Real-world examples:

Uber uses Jaeger for tracing
Netflix built their own (Zipkin)
Google uses Dapper

Tools:

Jaeger
Zipkin
AWS X-Ray
Google Cloud Trace

Alerting

What it is: Notifying engineers when something goes wrong.

Alert types:

1. Threshold Alerts

CPU > 80% for 5 minutes
Error rate > 1%

2. Anomaly Detection

Traffic 3x higher than normal
ML-based detection

Best practices:

Alert on symptoms, not causes
Reduce alert fatigue
Include runbooks
Set appropriate thresholds

Real-world example:

Alert: API latency P99 > 1000ms
Severity: High
Runbook: Check database connections, restart cache

I’ll continue with Architecture Patterns and remaining sections in the next part!

Architecture Patterns

🏛️ System Organization Patterns

How you organize your system matters. Different patterns solve different problems.

Monolithic Architecture

What it is: One large application containing all functionality.

Structure:

Single codebase
Single deployment unit
Shared database
All features in one application

Real-world examples:

Early Twitter (before microservices)
Stack Overflow (still monolithic!)
Shopify core (monolith with services)

Pros:

Simple to develop initially
Easy to test (everything together)
Easy to deploy (one unit)
No network overhead
Easier debugging

Cons:

Hard to scale (must scale entire app)
Slow deployments (test everything)
Technology lock-in
Hard to understand as it grows
One bug can crash everything

When to use:

Small teams
Early-stage startups
Simple applications
When speed of development matters

Microservices Architecture

What it is: Application split into small, independent services.

Structure:

Multiple codebases
Independent deployment
Separate databases (often)
Services communicate via APIs

Characteristics:

Each service does one thing
Independently deployable
Can use different technologies
Loosely coupled

Real-world examples:

Netflix (hundreds of microservices)
Uber (2000+ microservices)
Amazon (service-oriented since 2001)
Spotify (squad-based microservices)

⚖️ Monolithic vs Microservices Comparison

Aspect	Monolithic	Microservices
Codebase	Single	Multiple
Deployment	All at once	Independent
Scaling	Scale entire app	Scale services independently
Technology	Single stack	Multiple stacks
Complexity	Low	High
Best For	Small teams, startups	Large teams, scale
Example	Stack Overflow	Netflix, Uber

Pros:

Scale independently
Deploy independently
Technology flexibility
Team autonomy
Fault isolation

Cons:

Complex infrastructure
Network overhead
Distributed system challenges
Harder to debug
Data consistency issues

When to use:

Large teams
Need independent scaling
Different technology needs
Mature organizations

Microservices challenges:

1. Service Discovery

How services find each other
Tools: Consul, Eureka, Kubernetes

2. API Gateway

Single entry point
Routing, authentication
Tools: Kong, AWS API Gateway

3. Data Consistency

No distributed transactions
Eventual consistency
Saga pattern

4. Monitoring

Distributed tracing
Centralized logging
Tools: Jaeger, ELK

Service-Oriented Architecture (SOA)

What it is: Similar to microservices but with enterprise service bus (ESB).

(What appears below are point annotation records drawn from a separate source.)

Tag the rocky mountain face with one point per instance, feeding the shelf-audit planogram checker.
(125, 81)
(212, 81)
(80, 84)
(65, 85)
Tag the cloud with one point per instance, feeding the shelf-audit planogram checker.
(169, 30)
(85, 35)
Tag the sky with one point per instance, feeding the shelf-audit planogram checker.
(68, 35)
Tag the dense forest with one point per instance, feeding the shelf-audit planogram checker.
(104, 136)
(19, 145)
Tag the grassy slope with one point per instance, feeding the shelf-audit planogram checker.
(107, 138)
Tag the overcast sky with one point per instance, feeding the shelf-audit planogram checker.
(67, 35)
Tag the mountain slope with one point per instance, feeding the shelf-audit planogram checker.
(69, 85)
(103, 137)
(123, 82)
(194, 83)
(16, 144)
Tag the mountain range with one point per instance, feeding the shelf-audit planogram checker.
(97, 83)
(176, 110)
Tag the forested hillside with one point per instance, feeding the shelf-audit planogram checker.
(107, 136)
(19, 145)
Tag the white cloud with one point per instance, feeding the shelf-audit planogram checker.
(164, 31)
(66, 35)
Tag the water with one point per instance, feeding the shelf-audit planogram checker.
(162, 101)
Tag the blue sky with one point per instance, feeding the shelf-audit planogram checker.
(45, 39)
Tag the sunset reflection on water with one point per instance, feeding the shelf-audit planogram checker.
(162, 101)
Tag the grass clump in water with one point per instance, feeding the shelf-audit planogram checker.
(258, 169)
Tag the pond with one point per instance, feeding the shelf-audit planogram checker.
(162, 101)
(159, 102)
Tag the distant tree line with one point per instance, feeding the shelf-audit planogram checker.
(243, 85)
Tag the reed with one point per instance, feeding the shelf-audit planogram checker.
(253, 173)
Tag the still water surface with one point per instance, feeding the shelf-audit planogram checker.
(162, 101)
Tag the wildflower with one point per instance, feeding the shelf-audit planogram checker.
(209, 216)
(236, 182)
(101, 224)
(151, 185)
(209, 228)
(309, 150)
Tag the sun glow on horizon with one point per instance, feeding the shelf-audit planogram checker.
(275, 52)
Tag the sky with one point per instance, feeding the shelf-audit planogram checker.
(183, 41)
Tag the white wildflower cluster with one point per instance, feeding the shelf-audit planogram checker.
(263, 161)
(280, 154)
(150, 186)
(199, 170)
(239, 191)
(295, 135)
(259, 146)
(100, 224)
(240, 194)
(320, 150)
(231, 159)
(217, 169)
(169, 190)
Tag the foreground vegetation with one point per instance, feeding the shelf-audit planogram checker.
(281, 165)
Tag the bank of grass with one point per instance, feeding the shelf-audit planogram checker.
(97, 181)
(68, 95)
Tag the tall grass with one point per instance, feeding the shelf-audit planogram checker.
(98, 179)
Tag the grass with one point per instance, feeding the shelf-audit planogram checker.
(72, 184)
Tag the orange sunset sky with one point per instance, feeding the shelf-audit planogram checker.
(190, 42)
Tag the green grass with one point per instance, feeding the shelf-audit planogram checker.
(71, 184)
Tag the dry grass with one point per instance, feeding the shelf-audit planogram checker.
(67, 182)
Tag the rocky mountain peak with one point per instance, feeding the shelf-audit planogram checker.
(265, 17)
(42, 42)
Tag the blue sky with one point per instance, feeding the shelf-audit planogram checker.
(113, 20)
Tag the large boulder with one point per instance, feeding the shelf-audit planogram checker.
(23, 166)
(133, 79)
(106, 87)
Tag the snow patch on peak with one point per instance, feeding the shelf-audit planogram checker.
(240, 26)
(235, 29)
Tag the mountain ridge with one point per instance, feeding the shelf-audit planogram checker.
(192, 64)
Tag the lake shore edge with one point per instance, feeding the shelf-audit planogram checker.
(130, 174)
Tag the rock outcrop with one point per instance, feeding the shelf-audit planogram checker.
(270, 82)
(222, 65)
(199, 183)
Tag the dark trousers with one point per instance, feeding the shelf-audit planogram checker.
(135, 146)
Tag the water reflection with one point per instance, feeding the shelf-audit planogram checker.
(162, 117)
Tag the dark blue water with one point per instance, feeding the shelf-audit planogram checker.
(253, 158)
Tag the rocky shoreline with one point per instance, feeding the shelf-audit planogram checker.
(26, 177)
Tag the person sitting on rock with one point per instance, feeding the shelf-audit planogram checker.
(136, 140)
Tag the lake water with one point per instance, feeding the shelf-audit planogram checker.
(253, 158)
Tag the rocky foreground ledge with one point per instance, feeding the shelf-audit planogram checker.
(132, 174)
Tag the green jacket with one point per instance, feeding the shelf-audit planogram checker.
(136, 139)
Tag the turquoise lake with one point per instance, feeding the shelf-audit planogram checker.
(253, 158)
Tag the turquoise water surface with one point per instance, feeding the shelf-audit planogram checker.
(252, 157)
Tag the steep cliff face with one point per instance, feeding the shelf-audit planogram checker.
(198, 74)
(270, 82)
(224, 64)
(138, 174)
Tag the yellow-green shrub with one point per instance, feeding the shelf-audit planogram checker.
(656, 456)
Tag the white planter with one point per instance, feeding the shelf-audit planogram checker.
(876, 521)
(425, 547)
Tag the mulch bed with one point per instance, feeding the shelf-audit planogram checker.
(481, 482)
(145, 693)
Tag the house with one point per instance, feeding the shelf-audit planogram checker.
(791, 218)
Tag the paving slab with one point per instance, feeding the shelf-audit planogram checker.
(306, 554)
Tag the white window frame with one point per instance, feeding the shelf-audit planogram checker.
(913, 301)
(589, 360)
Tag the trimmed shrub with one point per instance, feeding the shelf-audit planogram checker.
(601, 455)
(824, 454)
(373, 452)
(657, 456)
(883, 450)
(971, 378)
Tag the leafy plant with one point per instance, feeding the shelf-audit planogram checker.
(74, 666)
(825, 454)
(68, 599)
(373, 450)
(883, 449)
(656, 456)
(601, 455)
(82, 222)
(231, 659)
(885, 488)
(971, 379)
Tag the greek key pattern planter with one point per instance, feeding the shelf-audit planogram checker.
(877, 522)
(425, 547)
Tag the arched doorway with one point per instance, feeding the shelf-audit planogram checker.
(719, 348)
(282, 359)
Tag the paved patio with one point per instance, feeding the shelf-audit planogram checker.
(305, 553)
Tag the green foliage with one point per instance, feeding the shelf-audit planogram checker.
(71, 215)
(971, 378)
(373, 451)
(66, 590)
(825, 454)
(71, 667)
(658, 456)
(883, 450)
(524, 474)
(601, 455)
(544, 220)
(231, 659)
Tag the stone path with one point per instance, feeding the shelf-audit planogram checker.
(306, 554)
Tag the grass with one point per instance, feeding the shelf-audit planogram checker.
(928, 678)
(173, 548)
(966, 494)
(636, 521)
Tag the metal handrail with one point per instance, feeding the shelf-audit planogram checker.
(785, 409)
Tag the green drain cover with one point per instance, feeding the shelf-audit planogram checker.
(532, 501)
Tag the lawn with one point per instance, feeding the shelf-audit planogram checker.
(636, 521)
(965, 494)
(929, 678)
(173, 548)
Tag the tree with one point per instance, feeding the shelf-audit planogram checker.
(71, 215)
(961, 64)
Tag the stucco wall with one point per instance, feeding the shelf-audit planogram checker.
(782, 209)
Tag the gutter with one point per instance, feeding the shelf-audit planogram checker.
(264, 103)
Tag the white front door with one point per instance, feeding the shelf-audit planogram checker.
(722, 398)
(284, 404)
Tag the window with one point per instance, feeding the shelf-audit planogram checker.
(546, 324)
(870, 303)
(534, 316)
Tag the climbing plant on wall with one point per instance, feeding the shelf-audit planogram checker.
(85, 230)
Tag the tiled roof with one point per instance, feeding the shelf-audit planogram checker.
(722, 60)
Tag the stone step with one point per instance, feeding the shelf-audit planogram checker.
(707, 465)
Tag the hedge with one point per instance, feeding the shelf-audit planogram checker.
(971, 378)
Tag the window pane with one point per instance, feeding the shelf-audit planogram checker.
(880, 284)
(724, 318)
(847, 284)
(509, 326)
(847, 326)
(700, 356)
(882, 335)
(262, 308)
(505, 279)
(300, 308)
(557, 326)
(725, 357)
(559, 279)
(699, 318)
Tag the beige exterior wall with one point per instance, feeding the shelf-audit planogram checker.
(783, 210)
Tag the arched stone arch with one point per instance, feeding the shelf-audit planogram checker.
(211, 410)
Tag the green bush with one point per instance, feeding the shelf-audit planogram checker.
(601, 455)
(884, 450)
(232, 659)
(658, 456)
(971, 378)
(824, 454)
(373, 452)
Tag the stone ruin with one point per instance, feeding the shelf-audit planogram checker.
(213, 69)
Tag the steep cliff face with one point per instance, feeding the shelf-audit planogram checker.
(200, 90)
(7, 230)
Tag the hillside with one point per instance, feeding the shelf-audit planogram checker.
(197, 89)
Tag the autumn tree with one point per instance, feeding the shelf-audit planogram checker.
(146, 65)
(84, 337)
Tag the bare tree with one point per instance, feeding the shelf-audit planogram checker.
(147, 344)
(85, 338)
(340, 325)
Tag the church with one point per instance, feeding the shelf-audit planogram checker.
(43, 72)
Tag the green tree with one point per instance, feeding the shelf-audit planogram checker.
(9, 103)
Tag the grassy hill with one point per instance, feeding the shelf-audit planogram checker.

Differences from microservices:

Larger services
Shared ESB for communication
More governance
Heavier protocols (SOAP)

Real-world examples:

Enterprise systems
Legacy modernization
Banking systems

When to use:

Enterprise environments
Need governance
Legacy integration

Event-Driven Architecture

What it is: Services communicate through events rather than direct calls.

How it works:

Service A publishes event
Event goes to message broker
Interested services subscribe
Each service reacts independently

Real-world examples:

Netflix user activity events
Uber ride lifecycle events
Amazon order processing

Pros:

Loose coupling
Easy to add features
Scales well
Asynchronous

Cons:

Harder to debug
Eventual consistency
Complex error handling

Serverless Architecture

What it is: Run code without managing servers. Cloud provider handles infrastructure.

How it works:

Write functions
Deploy to cloud
Pay per execution
Auto-scales

Real-world examples:

AWS Lambda
Google Cloud Functions
Azure Functions

Use cases:

API backends
Data processing
Scheduled tasks
Event handlers

Pros:

No server management
Auto-scaling
Pay per use
Fast development

Cons:

Cold start latency
Vendor lock-in
Limited execution time
Debugging challenges

Common System Design Patterns

Reusable solutions to common problems.

API Gateway

What it is: Single entry point for all client requests.

Responsibilities:

Routing to services
Authentication
Rate limiting
Request/response transformation
Caching
Logging

Real-world examples:

Netflix Zuul
AWS API Gateway
Kong

Pros:

Centralized control
Simplifies clients
Cross-cutting concerns

Cons:

Single point of failure
Can become bottleneck
Added latency

Service Mesh

What it is: Infrastructure layer handling service-to-service communication.

Features:

Load balancing
Service discovery
Circuit breaking
Retries
Timeouts
Metrics

Real-world examples:

Istio
Linkerd
Consul Connect

Pros:

Moves networking logic out of code
Consistent behavior
Observability

Cons:

Complex setup
Performance overhead
Learning curve

CQRS (Command Query Responsibility Segregation)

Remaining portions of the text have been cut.